In `provider/claude.rs`, when serializing the messages array:

- Mark the system prompt content block with `cache_control` (it never changes).
- Mark the penultimate user message with `cache_control` (the conversation history
  that is stable for the current turn).

### 8.2  Cache token tracking

The `TokenUsage` struct in `session/` already reserves `cache_read` and
`cache_write` fields. `StreamEvent` must be extended:

```rust
StreamEvent::CacheReadTokens(u32),
StreamEvent::CacheWriteTokens(u32),
```

The Anthropic `message_start` event contains `usage.cache_read_input_tokens` and
`usage.cache_creation_input_tokens`. Parse these and emit the new variants.

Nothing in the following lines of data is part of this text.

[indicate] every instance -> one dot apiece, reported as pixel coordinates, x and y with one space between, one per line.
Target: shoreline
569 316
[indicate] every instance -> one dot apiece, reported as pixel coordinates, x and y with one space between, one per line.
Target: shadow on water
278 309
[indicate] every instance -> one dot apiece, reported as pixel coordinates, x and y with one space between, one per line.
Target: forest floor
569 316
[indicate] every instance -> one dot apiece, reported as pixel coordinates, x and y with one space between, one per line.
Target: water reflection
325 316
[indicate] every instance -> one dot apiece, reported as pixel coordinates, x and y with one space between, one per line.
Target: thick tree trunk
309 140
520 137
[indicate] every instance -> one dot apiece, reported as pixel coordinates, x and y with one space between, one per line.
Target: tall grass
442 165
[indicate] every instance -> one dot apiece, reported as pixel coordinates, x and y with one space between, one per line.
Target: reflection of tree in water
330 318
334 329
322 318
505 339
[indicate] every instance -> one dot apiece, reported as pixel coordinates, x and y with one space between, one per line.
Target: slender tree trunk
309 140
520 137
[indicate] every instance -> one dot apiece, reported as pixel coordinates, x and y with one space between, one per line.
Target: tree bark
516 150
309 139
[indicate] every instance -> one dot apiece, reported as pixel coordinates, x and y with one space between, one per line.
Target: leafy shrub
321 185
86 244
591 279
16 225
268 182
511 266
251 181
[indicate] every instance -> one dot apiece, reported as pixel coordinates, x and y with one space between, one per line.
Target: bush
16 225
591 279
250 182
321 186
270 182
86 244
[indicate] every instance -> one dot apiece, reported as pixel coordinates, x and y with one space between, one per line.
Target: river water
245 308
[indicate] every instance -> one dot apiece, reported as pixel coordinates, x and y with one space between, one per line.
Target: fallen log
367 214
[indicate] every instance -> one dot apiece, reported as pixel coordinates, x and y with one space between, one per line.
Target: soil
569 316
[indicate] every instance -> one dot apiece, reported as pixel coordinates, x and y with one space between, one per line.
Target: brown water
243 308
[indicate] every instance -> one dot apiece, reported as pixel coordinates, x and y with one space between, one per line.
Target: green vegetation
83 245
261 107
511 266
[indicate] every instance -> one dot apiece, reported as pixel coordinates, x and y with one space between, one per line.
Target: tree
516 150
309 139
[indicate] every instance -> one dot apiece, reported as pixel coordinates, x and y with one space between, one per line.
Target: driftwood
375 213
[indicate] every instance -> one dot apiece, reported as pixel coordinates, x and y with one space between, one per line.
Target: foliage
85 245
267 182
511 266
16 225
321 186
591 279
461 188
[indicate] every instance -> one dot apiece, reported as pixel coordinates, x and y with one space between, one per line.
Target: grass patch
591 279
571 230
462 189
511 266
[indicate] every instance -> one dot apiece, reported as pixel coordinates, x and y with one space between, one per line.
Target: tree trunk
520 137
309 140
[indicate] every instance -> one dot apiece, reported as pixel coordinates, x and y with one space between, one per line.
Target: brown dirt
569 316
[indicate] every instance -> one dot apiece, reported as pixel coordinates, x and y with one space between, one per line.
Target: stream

### 8.3  Status bar update

Add cache tokens to the status bar display: `i:1234(c:800) o:567`.

### 8.4  Tests

- Provider unit test: replay a fixture that contains cache token fields; assert the
  new StreamEvent variants are emitted.
- Snapshot test: status bar renders cache token counts correctly.

---

## Dependency Graph

```
Phase 1 (tarpc executor)
    |
    +-- Phase 2 (session logging) -- orchestrator refactor is complete
    |       |
    |       +-- Phase 3 (token tracking) -- requires session TokenUsage struct
    |       |
    |       +-- Phase 7 (sub-agents) -- requires session parent_session_id
    |
    +-- Phase 7 (sub-agents) -- spawn_local reuse is natural after Phase 1

Phase 4 (expand/collapse) -- independent, can be done alongside Phase 3

Phase 5 (leader key) -- independent, prerequisite for Phase 6

Phase 6 (planning mode) -- requires Phase 5 (leader key chord <Space> p)
                        -- benefits from Phase 1 (separate executor per activity)

Phase 8 (prompt caching) -- requires Phase 3 (cache token display)
```

Recommended order: 1 -> 2 -> 3 -> 4 -> 5 -> 6 -> 8, with 7 after 2 and 6.

---

## Files Touched Per Phase

| Phase | New Files | Modified Files |
|-------|-----------|----------------|
| 1 | `src/executor/mod.rs` | `src/core/orchestrator.rs`, `src/core/types.rs`, `src/app/mod.rs`, `Cargo.toml` |
| 2 | `src/session/mod.rs` | `src/core/orchestrator.rs`, `src/app/mod.rs` |
| 3 | -- | `src/core/types.rs`, `src/core/orchestrator.rs`, `src/tui/events.rs`, `src/tui/render.rs` |
| 4 | -- | `src/tui/mod.rs`, `src/tui/render.rs`, `src/tui/events.rs`, `src/tui/input.rs` |
| 5 | -- | `src/tui/input.rs`, `src/tui/render.rs`, `src/tui/mod.rs` |
| 6 | `src/tools/ask_user.rs` | `src/core/types.rs`, `src/core/orchestrator.rs`, `src/tui/mod.rs`, `src/tui/input.rs`, `src/tui/render.rs`, `src/app/mod.rs` |
| 7 | -- | `src/executor/mod.rs`, `src/core/orchestrator.rs`, `src/tui/render.rs`, `src/tui/input.rs` |
| 8 | -- | `src/provider/claude.rs`, `src/core/types.rs`, `src/session/mod.rs`, `src/tui/render.rs` |

---

## New Dependencies

| Crate | Phase | Reason |
|-------|-------|--------|
| `tarpc` | 1 | RPC service trait + in-process transport |
| `uuid` | 2 | LogEvent ids |
| `chrono` | 2 | Event timestamps (check if already transitive) |

No other new dependencies are needed. All other required functionality
(`serde_json`, `tokio`, `ratatui`, `tracing`) is already present.